Descubre cómo septiembre puede ser tu aliado en la recuperación saludable tras los excesos veraniegos con un plan nutricional accesible.

Septiembre: el mes del reset nutricional que transforma hábitos sin restricciones

septiembre 1, 2026

Rosa Ballester

Un nuevo comienzo para la salud

Con la llegada de septiembre, muchos buscan recuperar el equilibrio perdido tras los excesos del verano. La especialista en nutrición Violeta Kushkyan, de ZEM Wellness Clinic Altea, propone un enfoque renovador: un reset nutricional que no implica restricciones drásticas, sino una reorganización de hábitos alimenticios.

Durante los meses de calor, es común que las comidas fuera de casa y el consumo de alcohol aumenten considerablemente. Estos cambios no solo afectan nuestro peso, sino también nuestra microbiota intestinal, alterando las señales naturales de hambre y saciedad. Según Kushkyan, este desajuste puede llevar a una ingesta irregular y a problemas digestivos.
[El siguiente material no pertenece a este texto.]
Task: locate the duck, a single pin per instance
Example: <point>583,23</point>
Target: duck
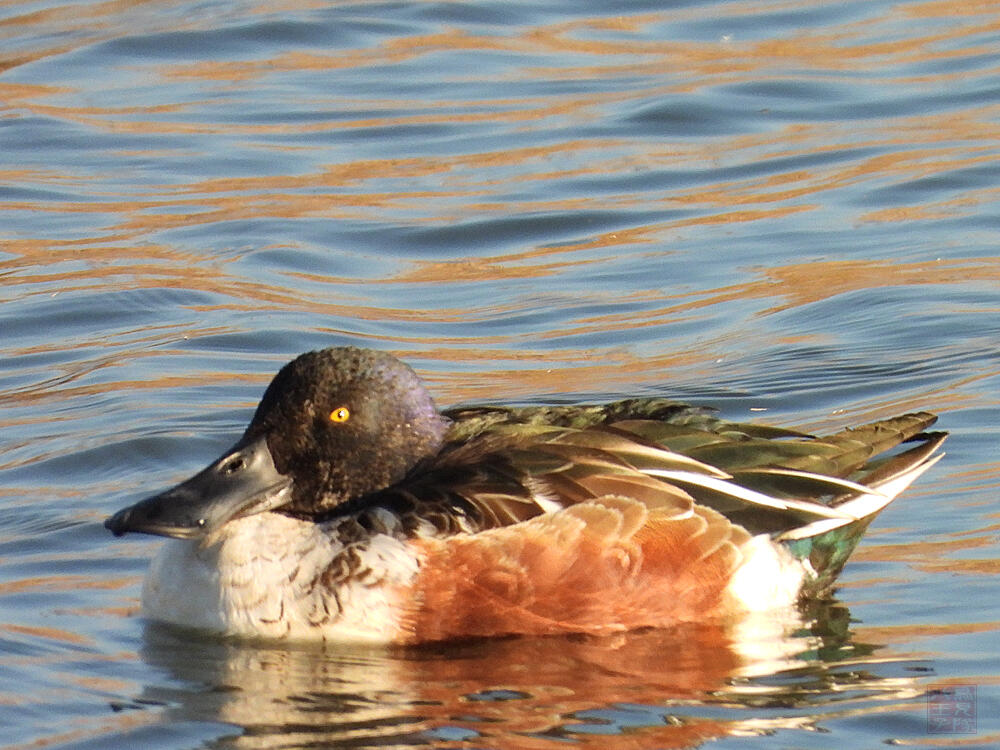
<point>353,509</point>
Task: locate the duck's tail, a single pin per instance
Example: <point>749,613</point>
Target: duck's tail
<point>825,545</point>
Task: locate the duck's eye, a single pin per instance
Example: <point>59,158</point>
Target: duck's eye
<point>340,414</point>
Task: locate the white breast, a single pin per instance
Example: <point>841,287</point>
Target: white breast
<point>271,576</point>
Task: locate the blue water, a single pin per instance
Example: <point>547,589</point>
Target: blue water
<point>786,210</point>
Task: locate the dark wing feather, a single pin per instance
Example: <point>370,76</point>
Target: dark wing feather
<point>503,465</point>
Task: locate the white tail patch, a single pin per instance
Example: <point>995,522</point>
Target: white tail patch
<point>769,578</point>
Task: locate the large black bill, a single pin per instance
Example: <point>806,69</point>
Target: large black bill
<point>241,483</point>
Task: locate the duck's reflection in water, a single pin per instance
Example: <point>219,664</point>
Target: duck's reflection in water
<point>663,688</point>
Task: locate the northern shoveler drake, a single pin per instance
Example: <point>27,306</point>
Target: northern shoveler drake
<point>351,508</point>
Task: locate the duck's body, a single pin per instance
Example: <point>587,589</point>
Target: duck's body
<point>492,521</point>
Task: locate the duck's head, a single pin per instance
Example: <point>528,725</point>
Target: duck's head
<point>332,426</point>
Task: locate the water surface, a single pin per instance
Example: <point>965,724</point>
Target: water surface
<point>786,210</point>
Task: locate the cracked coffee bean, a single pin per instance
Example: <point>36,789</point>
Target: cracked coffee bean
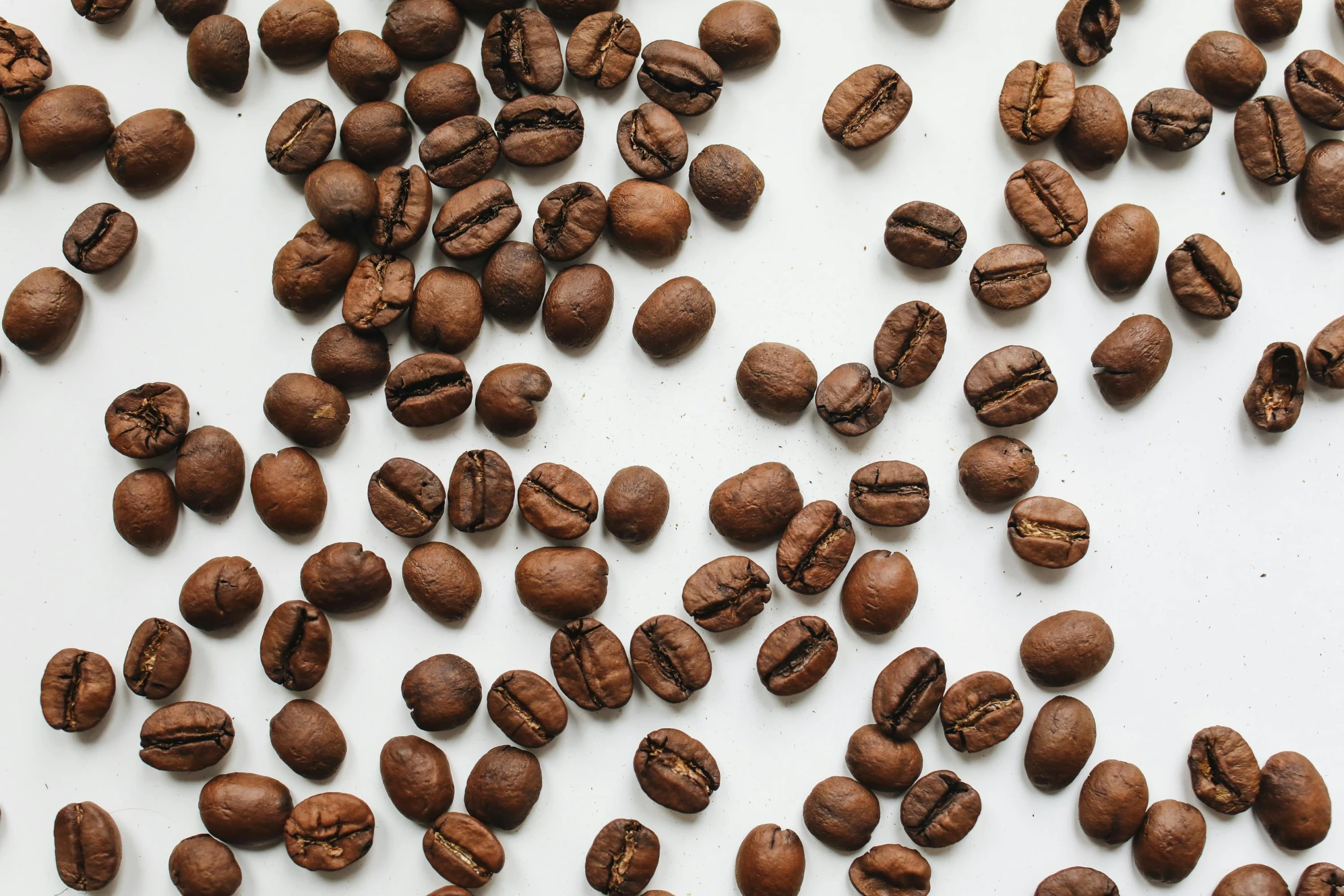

Kushkyan sugiere un plan sencillo que dura dos semanas. Este programa se centra en restablecer horarios regulares para las comidas y fomentar el consumo de alimentos frescos como verduras, frutas y proteínas de calidad. Además, se recomienda reducir la ingesta de ultraprocesados y azúcares añadidos mientras se asegura una adecuada hidratación.

No se trata de una dieta detox ni de castigos severos. El objetivo es facilitar que el cuerpo reconozca estos hábitos como parte de su rutina diaria. Este periodo inicial es clave para establecer bases sólidas hacia un estilo de vida más saludable.

A menudo se confunden los conceptos de reajuste alimenticio con dietas restrictivas. Kushkyan aclara que mientras un reset busca reorganizar hábitos, una dieta restrictiva intenta compensar rápidamente los excesos pasados. Esta última suele generar sensaciones negativas como privación, lo cual puede llevar al abandono del plan.

A medida que se implementa este nuevo enfoque alimenticio, los beneficios comienzan a notarse rápidamente. Los primeros signos incluyen una digestión más regular, menor hinchazón abdominal y mayor estabilidad energética durante el día. Aunque la pérdida de peso puede ser gradual, no debe ser el único indicador del éxito; la calidad del sueño y la regulación del apetito son igualmente importantes.

Kushkyan enfatiza que estas dos semanas deben verse como un punto inicial para construir una rutina saludable a largo plazo. No se trata simplemente de compensar lo vivido durante el verano; es fundamental establecer hábitos duraderos que sostengan nuestra salud durante todo el año.